陥没した所に集まった死亡したキラービーを針と魔石だけ纏めて抜き、そのまま異空間へ。後処理を高温焼却処分し、跡形もなくなった所で土魔法で陥没を元に戻す。なんだか焦げた気がするので、その辺りの落ち葉と混ぜ混ぜしながら整形する。湿った平らな地面を見て、1人頷く。


ここまでやってまだ眠らせたキラービーが起きない。

このまま放置で他の魔物に襲われてもなぁ、と思って全体に『キュア』を使って状態異常を回復。回復をかけたそばから湖に向かう。起き上がって攻撃されても困る。
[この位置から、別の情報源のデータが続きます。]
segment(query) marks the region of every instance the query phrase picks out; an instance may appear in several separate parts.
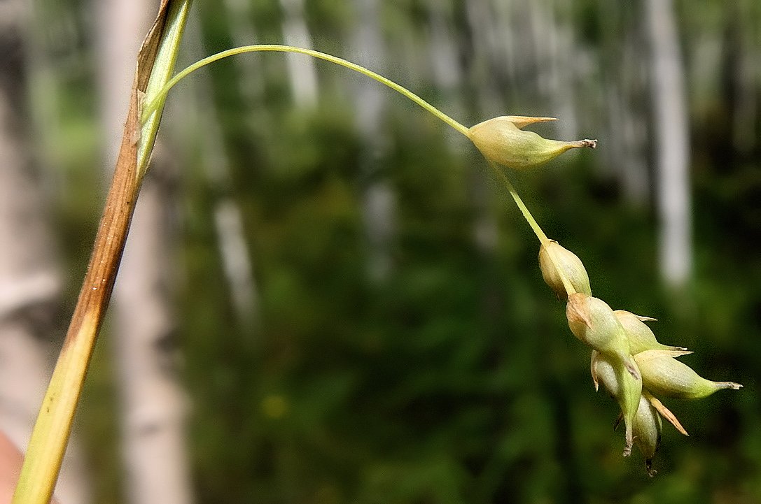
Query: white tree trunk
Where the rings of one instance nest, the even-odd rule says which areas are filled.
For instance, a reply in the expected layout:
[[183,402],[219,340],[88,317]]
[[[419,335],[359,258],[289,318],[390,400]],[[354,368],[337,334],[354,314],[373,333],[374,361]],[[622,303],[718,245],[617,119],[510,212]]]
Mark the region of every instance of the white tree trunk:
[[[379,26],[377,0],[357,0],[358,22],[354,33],[354,61],[368,68],[385,61],[385,46]],[[369,246],[368,272],[375,281],[385,279],[391,270],[390,242],[395,233],[396,200],[388,183],[377,180],[377,160],[388,149],[389,138],[380,127],[385,102],[384,93],[377,82],[362,79],[355,90],[356,124],[364,143],[359,160],[363,178],[370,182],[362,194],[362,217]]]
[[661,271],[668,285],[680,287],[689,279],[693,262],[684,65],[671,0],[647,0],[645,3],[652,55],[654,125],[658,137]]
[[[288,46],[311,49],[312,36],[304,18],[302,0],[280,0],[285,11],[283,40]],[[317,102],[317,72],[314,59],[301,54],[288,53],[288,78],[296,103],[301,106],[313,106]]]
[[[22,451],[50,378],[50,338],[62,329],[55,239],[26,138],[25,6],[0,6],[0,430]],[[56,488],[66,504],[89,502],[78,444],[73,437]]]
[[[100,87],[109,173],[123,128],[135,59],[154,3],[100,2]],[[122,449],[127,502],[132,504],[193,502],[185,445],[187,399],[174,374],[170,344],[175,323],[167,288],[170,268],[166,200],[149,173],[113,293],[113,348],[124,418]]]

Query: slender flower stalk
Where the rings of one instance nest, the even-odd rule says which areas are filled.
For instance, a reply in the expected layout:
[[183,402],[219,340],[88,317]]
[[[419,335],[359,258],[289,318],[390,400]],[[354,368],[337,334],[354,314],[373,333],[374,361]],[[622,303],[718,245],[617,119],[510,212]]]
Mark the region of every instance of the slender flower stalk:
[[[224,58],[244,54],[247,52],[294,52],[303,54],[304,55],[317,58],[336,65],[339,65],[349,70],[358,72],[371,79],[377,81],[384,86],[393,89],[397,93],[406,97],[409,100],[415,102],[421,107],[433,114],[435,117],[445,122],[447,125],[467,137],[469,140],[479,148],[486,157],[489,166],[499,178],[500,181],[508,189],[515,204],[521,210],[526,221],[533,230],[539,241],[543,245],[549,242],[549,239],[542,230],[536,219],[531,215],[528,208],[523,202],[517,191],[511,183],[509,179],[497,166],[498,163],[504,163],[505,160],[510,163],[510,160],[519,158],[522,167],[536,166],[555,157],[568,149],[578,147],[597,147],[596,140],[580,140],[575,142],[561,142],[555,140],[546,140],[540,137],[536,133],[524,132],[521,128],[534,122],[542,122],[545,121],[554,121],[552,117],[526,117],[523,116],[505,116],[489,119],[484,122],[476,125],[472,128],[467,128],[460,122],[452,119],[444,113],[438,108],[428,103],[419,96],[412,93],[407,88],[396,82],[388,79],[380,74],[377,74],[368,68],[366,68],[356,63],[339,58],[330,54],[320,52],[310,49],[295,47],[293,46],[283,46],[279,44],[259,44],[253,46],[244,46],[234,49],[221,51],[216,54],[207,56],[200,59],[193,65],[189,65],[185,69],[177,72],[177,74],[170,79],[160,90],[153,95],[150,100],[146,100],[143,106],[141,121],[148,124],[151,118],[156,114],[156,110],[163,106],[167,100],[169,91],[183,78],[210,63],[218,62]],[[145,126],[144,126],[145,128]],[[508,131],[507,135],[505,132]],[[507,143],[505,143],[505,141]],[[493,155],[492,155],[493,153]],[[552,258],[554,262],[554,258]],[[567,295],[576,292],[572,283],[568,281],[562,268],[556,265],[559,270],[560,278],[565,287]]]

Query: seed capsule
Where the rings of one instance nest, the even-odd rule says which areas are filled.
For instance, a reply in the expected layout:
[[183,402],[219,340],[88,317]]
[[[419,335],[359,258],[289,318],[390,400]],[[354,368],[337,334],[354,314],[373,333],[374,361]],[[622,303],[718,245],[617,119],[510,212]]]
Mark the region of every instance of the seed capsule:
[[642,381],[636,379],[619,359],[592,350],[592,379],[595,388],[599,381],[621,407],[621,415],[626,426],[626,445],[623,456],[632,453],[632,444],[636,440],[636,414],[641,407]]
[[613,313],[616,314],[616,317],[618,318],[624,331],[626,331],[626,337],[629,338],[629,344],[632,355],[636,355],[646,350],[686,350],[683,347],[671,347],[658,343],[658,341],[655,339],[655,334],[643,322],[645,320],[654,320],[654,319],[641,317],[622,309],[617,309]]
[[629,373],[639,379],[639,371],[630,354],[626,333],[604,301],[575,293],[568,296],[565,315],[576,338],[598,352],[619,359]]
[[658,410],[651,404],[652,396],[647,391],[642,391],[639,398],[639,407],[634,417],[634,442],[645,457],[645,465],[648,475],[655,476],[653,469],[653,458],[661,444],[661,431],[663,422]]
[[538,166],[568,149],[597,147],[597,140],[548,140],[521,129],[533,122],[554,120],[552,117],[502,116],[471,127],[469,136],[486,159],[513,170]]
[[691,367],[674,357],[689,352],[648,350],[634,356],[639,366],[644,385],[655,395],[683,399],[699,399],[717,390],[743,385],[734,382],[712,382],[695,372]]
[[559,299],[568,299],[568,292],[559,269],[576,292],[592,295],[589,275],[587,274],[581,259],[554,239],[545,242],[540,248],[539,268],[542,270],[544,282],[555,291]]

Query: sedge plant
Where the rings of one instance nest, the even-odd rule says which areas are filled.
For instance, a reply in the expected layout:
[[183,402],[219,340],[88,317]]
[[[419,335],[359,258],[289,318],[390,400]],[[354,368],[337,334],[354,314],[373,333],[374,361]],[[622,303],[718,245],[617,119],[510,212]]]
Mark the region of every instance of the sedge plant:
[[42,504],[47,502],[53,494],[76,403],[129,231],[135,200],[148,166],[169,91],[196,70],[247,52],[298,53],[358,72],[417,103],[473,144],[539,239],[539,265],[543,277],[559,300],[567,303],[566,315],[571,331],[591,350],[591,370],[595,388],[602,382],[619,403],[621,413],[616,424],[622,420],[625,423],[623,455],[629,455],[636,444],[644,455],[650,475],[655,472],[651,461],[660,442],[661,418],[687,434],[656,395],[692,399],[722,388],[741,387],[732,382],[712,382],[702,378],[677,360],[689,352],[658,342],[645,323],[653,319],[624,310],[614,311],[604,301],[594,297],[581,260],[547,237],[510,181],[512,171],[530,170],[570,149],[595,148],[596,140],[550,140],[524,129],[536,122],[556,120],[551,117],[501,116],[469,128],[371,70],[337,56],[291,46],[265,44],[231,49],[201,59],[169,78],[190,4],[191,0],[164,0],[139,56],[113,185],[79,302],[30,442],[14,504]]

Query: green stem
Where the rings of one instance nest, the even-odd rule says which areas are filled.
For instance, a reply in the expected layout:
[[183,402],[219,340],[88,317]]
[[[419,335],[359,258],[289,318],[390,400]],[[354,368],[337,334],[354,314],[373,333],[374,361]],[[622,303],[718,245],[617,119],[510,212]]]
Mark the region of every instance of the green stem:
[[531,212],[529,211],[528,207],[527,207],[523,202],[523,200],[521,199],[521,196],[518,195],[517,191],[516,191],[515,188],[513,187],[513,185],[510,182],[510,179],[508,179],[508,176],[502,173],[502,170],[500,170],[499,166],[495,164],[494,162],[489,161],[489,166],[492,167],[494,173],[499,176],[502,183],[505,184],[506,188],[508,188],[510,195],[513,197],[514,200],[515,200],[515,204],[518,205],[521,213],[523,214],[524,218],[526,219],[526,222],[528,223],[528,225],[531,227],[531,229],[533,230],[533,233],[537,235],[537,238],[539,238],[540,242],[542,245],[544,245],[546,242],[549,242],[549,239],[547,238],[547,235],[544,234],[544,231],[543,231],[542,228],[540,227],[539,223],[537,223],[537,220],[533,218],[533,215],[531,215]]
[[341,58],[337,58],[336,56],[331,55],[330,54],[326,54],[324,52],[320,52],[319,51],[313,51],[309,49],[302,49],[301,47],[294,47],[292,46],[280,46],[275,44],[266,44],[266,45],[259,45],[259,46],[244,46],[243,47],[236,47],[235,49],[228,49],[227,51],[222,51],[221,52],[218,52],[217,54],[212,55],[207,58],[204,58],[198,62],[196,62],[188,68],[185,68],[174,78],[170,80],[166,85],[161,89],[161,90],[155,95],[154,99],[148,103],[144,109],[142,117],[141,120],[145,122],[151,114],[156,112],[160,106],[164,103],[167,99],[167,94],[169,93],[169,90],[172,88],[174,84],[177,84],[183,78],[187,76],[189,74],[198,70],[199,68],[204,67],[209,63],[213,63],[215,61],[222,59],[223,58],[227,58],[228,56],[235,55],[237,54],[243,54],[244,52],[267,52],[267,51],[275,51],[279,52],[296,52],[298,54],[304,54],[308,56],[312,56],[313,58],[318,58],[320,59],[324,59],[326,62],[330,62],[331,63],[335,63],[336,65],[340,65],[342,67],[349,68],[349,70],[354,70],[358,71],[363,75],[366,75],[371,79],[374,79],[380,82],[380,84],[388,86],[393,90],[400,93],[409,100],[425,109],[431,114],[441,119],[447,125],[457,130],[465,136],[470,138],[470,130],[468,128],[463,126],[462,124],[457,122],[451,117],[444,113],[434,106],[428,103],[427,101],[415,94],[409,90],[400,86],[396,82],[387,79],[383,75],[376,74],[371,70],[368,70],[363,66],[357,65],[356,63],[352,63],[348,62],[345,59]]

湖の側まで来ると、木々であまり日のあたらない場所にキノコがびっしり生えてた。

『鑑定』を使って見ていくと、毒キノコ、毒キノコ、毒キノコ......痺れキノコ、痺れキノコ、痺れキノコ.......おりょ、この2つはいっぱいあるけど眠りキノコがない。

とりあえずそのまま念動力で(この世界ではなんて言うんだろう。サイコキネシス?)それぞれ40個採取して異空間へ。30個は上限の依頼数、10個は勿論自分用。


眠りキノコはどこじゃ。

この辺に反応はあった筈なんだけど。

湖の周りを鑑定しながら歩き出す。

途中癒しの薬草の群生地もあって採取しつつぐるりと周り、ちょうど毒キノコと痺れキノコを採取した反対側らへんに、眠りキノコはあった。あったけど.........。



「この人達、なんで寝てんの?」



そこには眠りキノコをそれぞれ持ちながら、すやすや気持ちよさそうに寝てる冒険者達の姿があった。